What if supply and demand is a function of capacity but capacity is not a function of supply and demand?
Or think of it this way, what if you built a water well powered by a machine that was driven by a huge flywheel that took you 2 years to spin up. As you start pumping the water you deliver more and more to your thirsty customers who drink their fill. After two years, you are pumping as fast as the machine can go, and at this point your business is mature. Supply and demand are now pretty much about in balance. Basically, you have exploited the economy of scale of your massive machine. You serve a million people five million gallons a day and your pricing is low because of the sunk costs you've already paid for. Now you are in a prime capitalist position. Price the water as you please, but mostly to increase demand, pump out profits and keep your customers loyal. You sell subscriptions, you give discounts, you offer trials for new customers. It's all about marketing now. I would basically say this point is the maturity of the overwhelming majority of markets for consumer goods and commodities. They are machines.
Then you notice that the water supply is getting lower, in fact, you have about one year of actual supply left. If you slow down the flywheel, you'll have to lay off people, and that kind of disruption will start to kill your economies of scale. Your unit production costs will go up and you'll kill your margins. So what do you do?
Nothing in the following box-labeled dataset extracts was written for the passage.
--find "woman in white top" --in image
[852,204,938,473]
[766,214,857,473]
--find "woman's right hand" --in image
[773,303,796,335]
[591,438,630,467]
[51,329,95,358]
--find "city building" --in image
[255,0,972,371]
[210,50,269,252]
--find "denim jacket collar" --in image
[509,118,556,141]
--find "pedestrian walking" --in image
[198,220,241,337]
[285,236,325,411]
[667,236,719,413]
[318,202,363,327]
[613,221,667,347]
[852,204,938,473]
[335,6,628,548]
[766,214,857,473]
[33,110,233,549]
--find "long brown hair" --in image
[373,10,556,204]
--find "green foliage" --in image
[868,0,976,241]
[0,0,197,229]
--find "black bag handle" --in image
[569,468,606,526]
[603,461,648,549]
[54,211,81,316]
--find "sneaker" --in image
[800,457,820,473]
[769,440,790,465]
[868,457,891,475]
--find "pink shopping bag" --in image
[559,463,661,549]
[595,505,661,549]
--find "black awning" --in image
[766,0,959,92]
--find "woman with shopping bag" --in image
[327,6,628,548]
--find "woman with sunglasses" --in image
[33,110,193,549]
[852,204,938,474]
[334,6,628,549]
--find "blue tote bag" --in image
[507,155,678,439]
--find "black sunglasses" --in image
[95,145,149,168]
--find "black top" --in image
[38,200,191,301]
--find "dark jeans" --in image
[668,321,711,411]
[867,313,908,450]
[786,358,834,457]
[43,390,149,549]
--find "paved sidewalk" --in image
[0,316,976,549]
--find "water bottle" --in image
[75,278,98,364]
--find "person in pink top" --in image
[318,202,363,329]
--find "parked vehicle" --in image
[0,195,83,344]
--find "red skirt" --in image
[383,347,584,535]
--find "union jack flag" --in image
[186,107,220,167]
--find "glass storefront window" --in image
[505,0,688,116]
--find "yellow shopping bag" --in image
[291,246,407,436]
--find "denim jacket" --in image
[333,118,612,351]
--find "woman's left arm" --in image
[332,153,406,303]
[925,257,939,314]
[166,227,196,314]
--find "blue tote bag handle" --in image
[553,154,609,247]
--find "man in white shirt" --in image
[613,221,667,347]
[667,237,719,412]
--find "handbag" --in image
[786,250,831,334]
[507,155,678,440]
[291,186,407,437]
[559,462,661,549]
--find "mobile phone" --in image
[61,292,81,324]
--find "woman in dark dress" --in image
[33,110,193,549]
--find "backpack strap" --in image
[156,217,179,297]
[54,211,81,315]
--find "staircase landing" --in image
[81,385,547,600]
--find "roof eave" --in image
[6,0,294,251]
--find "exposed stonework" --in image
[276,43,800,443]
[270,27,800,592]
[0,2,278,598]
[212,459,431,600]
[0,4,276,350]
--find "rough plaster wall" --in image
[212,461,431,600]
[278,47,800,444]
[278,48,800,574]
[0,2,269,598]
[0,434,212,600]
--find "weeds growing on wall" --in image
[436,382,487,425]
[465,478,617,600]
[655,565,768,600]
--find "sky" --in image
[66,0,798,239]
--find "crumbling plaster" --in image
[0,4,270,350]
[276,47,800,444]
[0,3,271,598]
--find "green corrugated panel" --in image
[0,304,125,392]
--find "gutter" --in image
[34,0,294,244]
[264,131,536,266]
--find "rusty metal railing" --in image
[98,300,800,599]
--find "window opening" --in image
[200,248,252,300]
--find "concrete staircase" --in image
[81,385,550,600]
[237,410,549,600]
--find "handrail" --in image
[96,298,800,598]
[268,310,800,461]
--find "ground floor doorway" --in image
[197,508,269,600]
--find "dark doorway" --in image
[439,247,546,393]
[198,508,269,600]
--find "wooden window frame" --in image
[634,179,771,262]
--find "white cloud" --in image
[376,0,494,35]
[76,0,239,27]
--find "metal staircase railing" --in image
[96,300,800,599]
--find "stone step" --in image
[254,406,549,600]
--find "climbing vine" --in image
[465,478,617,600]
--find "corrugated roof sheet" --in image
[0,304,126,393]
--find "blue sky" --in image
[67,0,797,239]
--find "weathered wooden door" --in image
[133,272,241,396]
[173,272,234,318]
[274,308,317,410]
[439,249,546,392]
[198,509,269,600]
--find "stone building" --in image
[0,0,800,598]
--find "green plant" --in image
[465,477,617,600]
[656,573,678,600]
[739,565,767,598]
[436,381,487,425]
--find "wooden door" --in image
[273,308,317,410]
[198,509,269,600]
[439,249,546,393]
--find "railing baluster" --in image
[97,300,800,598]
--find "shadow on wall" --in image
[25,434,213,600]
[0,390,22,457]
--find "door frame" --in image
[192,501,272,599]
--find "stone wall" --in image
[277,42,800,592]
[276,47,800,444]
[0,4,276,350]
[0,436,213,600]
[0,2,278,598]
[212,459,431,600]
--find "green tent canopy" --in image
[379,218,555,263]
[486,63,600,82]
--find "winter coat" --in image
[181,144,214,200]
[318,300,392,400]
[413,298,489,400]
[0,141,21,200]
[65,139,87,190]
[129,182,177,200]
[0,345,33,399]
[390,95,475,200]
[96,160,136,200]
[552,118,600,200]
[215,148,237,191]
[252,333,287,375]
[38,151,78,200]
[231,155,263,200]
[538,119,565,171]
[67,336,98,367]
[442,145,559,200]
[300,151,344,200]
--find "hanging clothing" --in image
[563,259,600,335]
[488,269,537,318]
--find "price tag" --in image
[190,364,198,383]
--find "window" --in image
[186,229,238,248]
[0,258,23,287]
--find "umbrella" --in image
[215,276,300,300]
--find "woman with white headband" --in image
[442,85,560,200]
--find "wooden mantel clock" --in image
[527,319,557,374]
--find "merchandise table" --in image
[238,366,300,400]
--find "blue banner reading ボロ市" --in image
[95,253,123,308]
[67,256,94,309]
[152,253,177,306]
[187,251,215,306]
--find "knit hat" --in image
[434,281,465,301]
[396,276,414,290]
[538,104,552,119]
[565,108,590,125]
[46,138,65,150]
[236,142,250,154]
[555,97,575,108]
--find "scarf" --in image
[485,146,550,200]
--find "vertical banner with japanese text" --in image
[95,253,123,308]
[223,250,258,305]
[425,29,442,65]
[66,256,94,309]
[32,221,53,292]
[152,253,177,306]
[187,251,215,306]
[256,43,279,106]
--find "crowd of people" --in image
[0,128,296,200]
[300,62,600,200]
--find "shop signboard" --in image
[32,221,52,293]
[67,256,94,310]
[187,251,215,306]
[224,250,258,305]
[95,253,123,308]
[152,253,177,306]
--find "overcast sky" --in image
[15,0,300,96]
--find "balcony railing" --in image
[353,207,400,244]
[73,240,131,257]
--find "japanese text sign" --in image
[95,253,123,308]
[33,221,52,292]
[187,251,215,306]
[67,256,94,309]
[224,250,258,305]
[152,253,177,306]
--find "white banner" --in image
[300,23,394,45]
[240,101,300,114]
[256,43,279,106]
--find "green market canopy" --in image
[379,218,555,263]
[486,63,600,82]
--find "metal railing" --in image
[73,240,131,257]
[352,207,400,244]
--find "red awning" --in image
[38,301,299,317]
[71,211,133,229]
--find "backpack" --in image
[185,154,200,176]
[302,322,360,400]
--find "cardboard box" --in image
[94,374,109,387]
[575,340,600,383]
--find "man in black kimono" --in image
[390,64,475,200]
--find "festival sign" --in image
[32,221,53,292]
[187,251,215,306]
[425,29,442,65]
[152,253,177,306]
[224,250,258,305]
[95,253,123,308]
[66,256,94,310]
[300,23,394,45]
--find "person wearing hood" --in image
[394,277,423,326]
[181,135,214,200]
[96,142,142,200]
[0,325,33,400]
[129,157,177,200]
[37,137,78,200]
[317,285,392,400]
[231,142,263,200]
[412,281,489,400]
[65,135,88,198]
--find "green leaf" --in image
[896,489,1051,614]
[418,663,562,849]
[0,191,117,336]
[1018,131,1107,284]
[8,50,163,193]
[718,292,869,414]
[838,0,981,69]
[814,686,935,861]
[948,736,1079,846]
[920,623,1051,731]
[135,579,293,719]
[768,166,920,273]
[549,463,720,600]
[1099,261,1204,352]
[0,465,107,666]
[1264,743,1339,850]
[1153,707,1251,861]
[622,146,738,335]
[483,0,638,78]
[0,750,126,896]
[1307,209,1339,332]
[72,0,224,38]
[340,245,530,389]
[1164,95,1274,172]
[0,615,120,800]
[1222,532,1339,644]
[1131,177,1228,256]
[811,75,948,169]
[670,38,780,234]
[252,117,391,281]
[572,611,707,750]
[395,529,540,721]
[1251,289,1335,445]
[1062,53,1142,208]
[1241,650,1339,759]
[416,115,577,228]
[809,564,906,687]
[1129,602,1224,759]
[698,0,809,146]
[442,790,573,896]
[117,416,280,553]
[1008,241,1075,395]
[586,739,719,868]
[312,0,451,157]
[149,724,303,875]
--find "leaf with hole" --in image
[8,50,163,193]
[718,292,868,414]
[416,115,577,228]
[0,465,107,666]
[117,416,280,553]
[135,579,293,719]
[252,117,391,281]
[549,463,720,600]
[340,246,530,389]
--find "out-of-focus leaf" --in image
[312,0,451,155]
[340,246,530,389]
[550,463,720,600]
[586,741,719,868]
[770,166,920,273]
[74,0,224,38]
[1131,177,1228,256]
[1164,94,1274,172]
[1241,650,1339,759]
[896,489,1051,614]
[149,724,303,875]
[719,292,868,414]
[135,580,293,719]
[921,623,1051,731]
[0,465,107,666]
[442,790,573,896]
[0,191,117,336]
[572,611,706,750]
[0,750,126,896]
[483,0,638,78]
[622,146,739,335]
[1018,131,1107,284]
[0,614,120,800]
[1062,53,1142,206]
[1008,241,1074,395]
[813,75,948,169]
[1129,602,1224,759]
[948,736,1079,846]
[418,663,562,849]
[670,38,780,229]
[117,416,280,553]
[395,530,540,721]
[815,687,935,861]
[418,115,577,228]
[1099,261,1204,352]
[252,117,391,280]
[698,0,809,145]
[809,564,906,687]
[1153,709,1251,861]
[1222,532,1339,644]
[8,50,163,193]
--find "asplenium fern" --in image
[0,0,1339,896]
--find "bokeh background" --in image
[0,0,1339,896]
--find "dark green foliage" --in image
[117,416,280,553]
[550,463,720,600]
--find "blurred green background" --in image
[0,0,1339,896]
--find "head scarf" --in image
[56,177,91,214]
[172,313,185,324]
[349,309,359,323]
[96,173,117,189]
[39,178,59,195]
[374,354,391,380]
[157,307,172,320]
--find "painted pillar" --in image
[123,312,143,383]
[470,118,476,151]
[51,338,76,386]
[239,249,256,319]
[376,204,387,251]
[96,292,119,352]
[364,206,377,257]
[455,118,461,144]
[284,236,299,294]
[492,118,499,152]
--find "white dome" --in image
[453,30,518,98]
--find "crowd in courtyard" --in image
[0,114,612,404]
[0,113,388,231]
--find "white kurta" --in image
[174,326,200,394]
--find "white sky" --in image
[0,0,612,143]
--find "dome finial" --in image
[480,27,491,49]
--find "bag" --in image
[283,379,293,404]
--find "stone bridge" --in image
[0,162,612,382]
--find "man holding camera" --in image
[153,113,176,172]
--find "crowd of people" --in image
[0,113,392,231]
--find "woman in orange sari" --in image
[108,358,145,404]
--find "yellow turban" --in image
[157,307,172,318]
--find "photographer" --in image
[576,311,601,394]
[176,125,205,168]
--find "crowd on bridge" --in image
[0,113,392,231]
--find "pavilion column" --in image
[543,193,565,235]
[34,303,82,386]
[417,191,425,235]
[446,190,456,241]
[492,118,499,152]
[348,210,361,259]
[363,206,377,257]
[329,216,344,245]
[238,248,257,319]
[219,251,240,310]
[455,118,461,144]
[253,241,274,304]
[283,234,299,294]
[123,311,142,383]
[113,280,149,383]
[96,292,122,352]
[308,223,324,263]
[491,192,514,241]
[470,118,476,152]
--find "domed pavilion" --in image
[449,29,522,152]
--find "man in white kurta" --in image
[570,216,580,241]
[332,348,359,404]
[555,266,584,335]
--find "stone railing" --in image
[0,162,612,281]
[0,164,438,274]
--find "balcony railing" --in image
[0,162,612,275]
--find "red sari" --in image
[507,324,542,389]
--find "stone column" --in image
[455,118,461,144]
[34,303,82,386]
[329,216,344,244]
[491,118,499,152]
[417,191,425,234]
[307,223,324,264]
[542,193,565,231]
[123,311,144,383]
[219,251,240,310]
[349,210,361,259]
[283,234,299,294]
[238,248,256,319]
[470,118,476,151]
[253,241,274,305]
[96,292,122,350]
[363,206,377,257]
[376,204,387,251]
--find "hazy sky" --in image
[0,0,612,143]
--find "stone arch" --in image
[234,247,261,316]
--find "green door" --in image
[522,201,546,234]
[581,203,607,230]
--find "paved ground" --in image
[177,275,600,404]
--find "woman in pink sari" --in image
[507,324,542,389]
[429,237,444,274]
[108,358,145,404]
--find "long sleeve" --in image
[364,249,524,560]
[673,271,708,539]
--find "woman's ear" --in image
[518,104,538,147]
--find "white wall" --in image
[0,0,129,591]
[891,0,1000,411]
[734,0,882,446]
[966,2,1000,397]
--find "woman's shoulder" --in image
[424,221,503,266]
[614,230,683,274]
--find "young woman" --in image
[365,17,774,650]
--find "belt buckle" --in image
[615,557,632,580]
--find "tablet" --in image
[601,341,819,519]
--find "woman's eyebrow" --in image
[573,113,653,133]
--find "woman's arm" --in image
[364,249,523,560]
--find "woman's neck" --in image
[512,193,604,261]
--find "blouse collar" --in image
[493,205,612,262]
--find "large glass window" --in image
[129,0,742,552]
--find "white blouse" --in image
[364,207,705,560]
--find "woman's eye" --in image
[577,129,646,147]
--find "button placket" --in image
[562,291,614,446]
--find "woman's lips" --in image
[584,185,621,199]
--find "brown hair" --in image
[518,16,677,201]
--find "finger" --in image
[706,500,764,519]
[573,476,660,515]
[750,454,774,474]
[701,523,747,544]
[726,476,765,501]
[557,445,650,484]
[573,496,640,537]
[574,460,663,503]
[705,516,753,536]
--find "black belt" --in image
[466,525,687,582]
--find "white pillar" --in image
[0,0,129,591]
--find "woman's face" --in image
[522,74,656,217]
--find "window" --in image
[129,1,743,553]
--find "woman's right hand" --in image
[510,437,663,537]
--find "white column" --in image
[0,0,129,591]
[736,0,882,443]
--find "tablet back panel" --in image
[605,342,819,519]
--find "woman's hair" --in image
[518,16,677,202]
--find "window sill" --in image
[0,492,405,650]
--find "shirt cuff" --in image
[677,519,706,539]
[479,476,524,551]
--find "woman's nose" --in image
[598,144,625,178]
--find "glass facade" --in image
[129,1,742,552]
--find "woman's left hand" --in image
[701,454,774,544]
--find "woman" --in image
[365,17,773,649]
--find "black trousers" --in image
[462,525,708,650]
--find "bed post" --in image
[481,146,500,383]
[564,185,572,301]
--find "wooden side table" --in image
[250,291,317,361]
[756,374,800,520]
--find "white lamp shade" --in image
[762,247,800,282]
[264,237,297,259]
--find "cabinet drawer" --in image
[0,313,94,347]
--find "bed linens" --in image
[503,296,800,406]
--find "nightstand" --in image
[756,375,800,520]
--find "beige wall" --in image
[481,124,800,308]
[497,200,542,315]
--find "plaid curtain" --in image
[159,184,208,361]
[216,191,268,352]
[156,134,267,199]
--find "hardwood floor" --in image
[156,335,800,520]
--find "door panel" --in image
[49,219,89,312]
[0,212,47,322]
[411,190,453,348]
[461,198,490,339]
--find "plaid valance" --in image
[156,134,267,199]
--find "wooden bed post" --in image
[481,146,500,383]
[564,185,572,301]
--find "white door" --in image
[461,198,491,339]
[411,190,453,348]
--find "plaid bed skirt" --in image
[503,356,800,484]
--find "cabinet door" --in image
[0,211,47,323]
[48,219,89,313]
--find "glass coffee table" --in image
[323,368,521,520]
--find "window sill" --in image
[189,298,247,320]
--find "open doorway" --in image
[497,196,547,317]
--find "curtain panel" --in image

I am guessing that in most industries, businesses keep up the demand pricing rather than supply pricing, and then figure out an exit strategy with fungible cash. Which is to say, you sell sell sell your product until the well runs dry. Then you crash the business and cash out. In other words, you are captive to the 'will' of the machine you have created which doesn't care about whether or not its resource is limited. It's job is to produce, not to conserve. When you run the mining equipment, or the farming equipment at anything less than full capacity, you're wasting money and will lose your customers.
In the case of a global shortage, this is dangerous. You will run at full capacity until you hit the wall, because it's too difficult to downscale the business, raise the prices, and retain the appropriate market share.
What if it's chocolate? What would people not pay for chocolate? The price elasticity for chocolate (whoops, now I'm going to make technical mistakes - beware) is negative. It might even be a Giffen good. In other words, you want it so badly that no matter what Hershey's charges, you're going to pay. With regard to the supply going tits up, Starbucks coffee drinkers will drink all of South America's coffee plants bare. There will never be a point at which gasoline costs too much for us to not empty all the wells. We will eat all of the bluefin tuna sushi until there is no more in the sea, and the businesses between us and the raw materials of the earth will spin their flywheels until the whole enterprise crumbles. In other words, people will watch Robin Williams tell jokes until the day he dies, even if show business is killing him. And the day before his last show, there will be no indication by the price of the ticket that it is the very last ticket.
Consumers won't know, because whatever it is, they can afford it. And then it's a ghost town.